In Barcelona, properties were built on previously unused wasteland, the city underwent major regeneration and the city saw the arrival of the high speed train (AVE) which provided the long-awaited, and much-needed efficient connection to the capital, Madrid.
In the five years prior to the Games, Barcelona saw a huge increase of 130% in property prices.
“This could in some part be due to the huge improvements being made to the city, but then again the rest of the world was also experiencing a property boom and prices were on the rise in general,” Baker says.
This increase in property prices was also seen in the run up to later Olympic Games including Atlanta (1996), Sydney (2000) and Athens (2004) where house prices rose by more than the national average in the five years running up to the Games.
In Sydney house prices increased by 50% between 1996-2000 but this has since been attributed to general market influences rather than the Games.
However, in Athens the rising property prices in the Messogia area of the city were attributed to the fact that a new airport was being built to cope with the influx of people who would be descending upon the small city.
Baker continues: “It is this improvement in infrastructure which is often credited with the increased property prices. For example, when a city is still developing, the sudden surge in investment capital means that these locations can improve those things that have long discouraged people from visiting, investing in or moving to the area. As transport, services, amenities and reputation all improve – it’s no surprise that people express interest and prices are put up accordingly.
“When we look at London, as we have seen elsewhere – there was an increase in property prices of 26% in the five years following the announcement that London would play host. In turn, surrounding areas that perhaps previously had negative reputations were now seen as desirable. Investment flooded into the area – the Olympic Park itself, Westfield Stratford City and improved transport links.”

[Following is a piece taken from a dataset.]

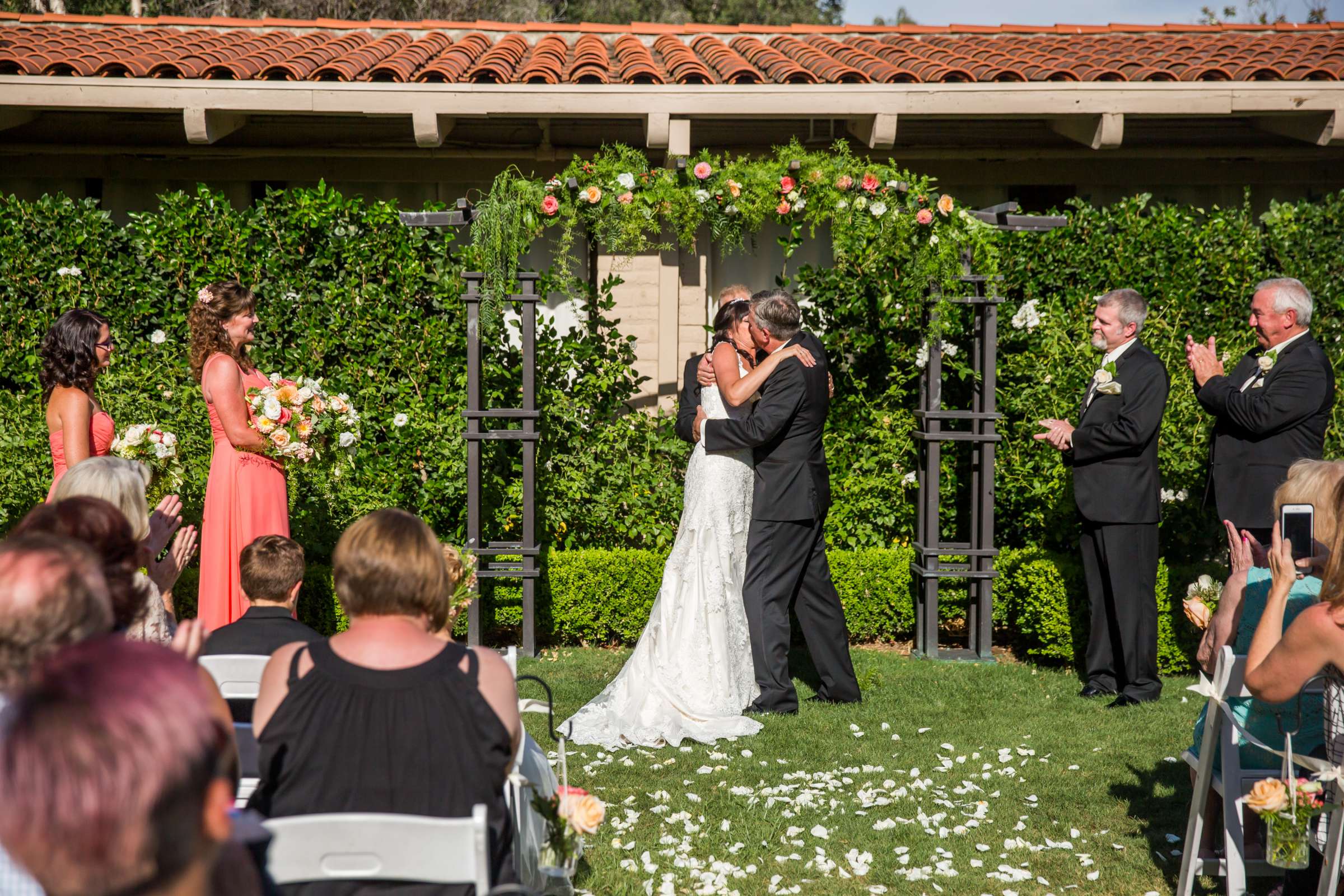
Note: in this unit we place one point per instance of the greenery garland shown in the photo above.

There were increases in prices of 6% between November 2009-2010 in East London areas Forest Gate, Homerton and Leytonstone and of 5% in Clapton and Dalston.
Trendy Shoreditch saw property prices increase by a whopping 50% in the same period but it is impossible to tell whether this was a direct effect of the Olympic Games or whether it was a knock-on result of being close to the affluent areas of The City and Canary Wharf as well as the area attracting young, creative businesses which helped it to gain in popularity in general.
Baker adds: “Although the Olympics undoubtedly has some impact on property prices, other factors like inflation and general market trends can play a significant part too.”